A mediados de agosto de 2020, Rosalía, la mujer atacada brutalmente con un martillo en Cartagena a manos de su esposo, expiraba en el Virgen de la Arrixaca de Murcia, donde permanecía ingresada desde la agresión, a finales de julio. Ahora, Juan M. G., el agresor confeso de Rosalía, que fue detenido por la Policía el mismo día del ataque, tras llamar él mismo a Emergencias, ha denunciado a los médicos que desconectaron el soporte vital de la paciente, así como a los dos hermanos de la mujer, que autorizaron «la precipitación de su muerte», tal y como se lee en la denuncia presentada por el abogado del hombre ante la Fiscalía, a la que ha tenido acceso este diario. El Juzgado de Violencia Sobre la Mujer N.º 1 de Cartagena mantiene a Juan M. G. investigado por un delito de asesinato, que se prevé sea juzgado por un jurado popular. 

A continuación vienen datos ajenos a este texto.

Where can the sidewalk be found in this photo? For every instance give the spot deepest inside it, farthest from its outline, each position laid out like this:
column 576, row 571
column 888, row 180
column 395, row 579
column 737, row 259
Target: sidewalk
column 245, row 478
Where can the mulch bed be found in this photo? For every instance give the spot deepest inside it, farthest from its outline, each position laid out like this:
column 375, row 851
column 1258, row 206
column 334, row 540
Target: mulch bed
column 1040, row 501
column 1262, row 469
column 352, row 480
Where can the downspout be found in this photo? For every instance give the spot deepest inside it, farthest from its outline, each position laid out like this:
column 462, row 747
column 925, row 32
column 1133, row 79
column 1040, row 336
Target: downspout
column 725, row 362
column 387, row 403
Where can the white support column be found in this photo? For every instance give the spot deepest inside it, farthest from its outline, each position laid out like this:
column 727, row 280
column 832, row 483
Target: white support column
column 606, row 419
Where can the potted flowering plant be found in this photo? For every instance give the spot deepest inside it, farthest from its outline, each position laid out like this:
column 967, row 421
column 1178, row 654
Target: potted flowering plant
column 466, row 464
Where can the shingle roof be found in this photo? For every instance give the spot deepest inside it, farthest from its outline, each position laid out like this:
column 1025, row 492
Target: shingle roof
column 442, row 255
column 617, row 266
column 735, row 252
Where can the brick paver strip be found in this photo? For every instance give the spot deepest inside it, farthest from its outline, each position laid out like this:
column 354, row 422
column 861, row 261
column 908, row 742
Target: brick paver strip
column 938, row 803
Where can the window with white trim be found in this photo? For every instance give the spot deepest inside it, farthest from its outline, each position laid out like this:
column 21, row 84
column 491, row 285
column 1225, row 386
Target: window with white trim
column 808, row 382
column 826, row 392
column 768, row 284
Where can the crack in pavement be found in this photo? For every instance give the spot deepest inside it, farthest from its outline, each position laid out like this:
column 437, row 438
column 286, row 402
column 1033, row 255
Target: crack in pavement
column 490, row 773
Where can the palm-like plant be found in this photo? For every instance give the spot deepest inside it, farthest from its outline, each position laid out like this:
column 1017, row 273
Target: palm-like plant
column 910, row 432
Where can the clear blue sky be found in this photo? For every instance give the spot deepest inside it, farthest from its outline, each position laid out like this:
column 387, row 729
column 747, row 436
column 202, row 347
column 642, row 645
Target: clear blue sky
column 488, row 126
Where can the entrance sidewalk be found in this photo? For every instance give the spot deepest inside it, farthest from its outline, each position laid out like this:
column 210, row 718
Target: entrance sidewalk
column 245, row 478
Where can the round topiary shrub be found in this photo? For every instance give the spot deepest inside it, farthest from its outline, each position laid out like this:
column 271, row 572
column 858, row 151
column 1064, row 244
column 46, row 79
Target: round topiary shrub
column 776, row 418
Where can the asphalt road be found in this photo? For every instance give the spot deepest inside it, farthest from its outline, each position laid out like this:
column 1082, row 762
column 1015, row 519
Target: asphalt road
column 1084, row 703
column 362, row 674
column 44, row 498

Su defensa, no obstante, apunta que el fallecimiento de Rosalía «no se originó por las lesiones sufridas», sino porque la desconectaron de la máquina que la mantenía con vida en el hospital. Algo que se hizo, sostiene el letrado, sin contar con la opinión de la hija en común de la víctima y el presunto asesino, que admitió, el día de los hechos, ser el autor del ataque. 

Asegura la defensa de Juan M. G. que «no consta en la causa que la paciente presentara ausencia de reflejos cefálicos», así como que «no consta que los médicos practicasen el encefalograma con resultado plano, demostrativo de inactividad bioeléctrica cerebral».

En el escrito dirigido al Ministerio Público, el abogado indica que la muerte de Rosalía «se produjo al intubar a la paciente con un instrumento contaminado», En este sentido, alude a una infección bacteriana «que afectó severamente a sus pulmones, contribuyendo así de forma notable a su fallecimiento».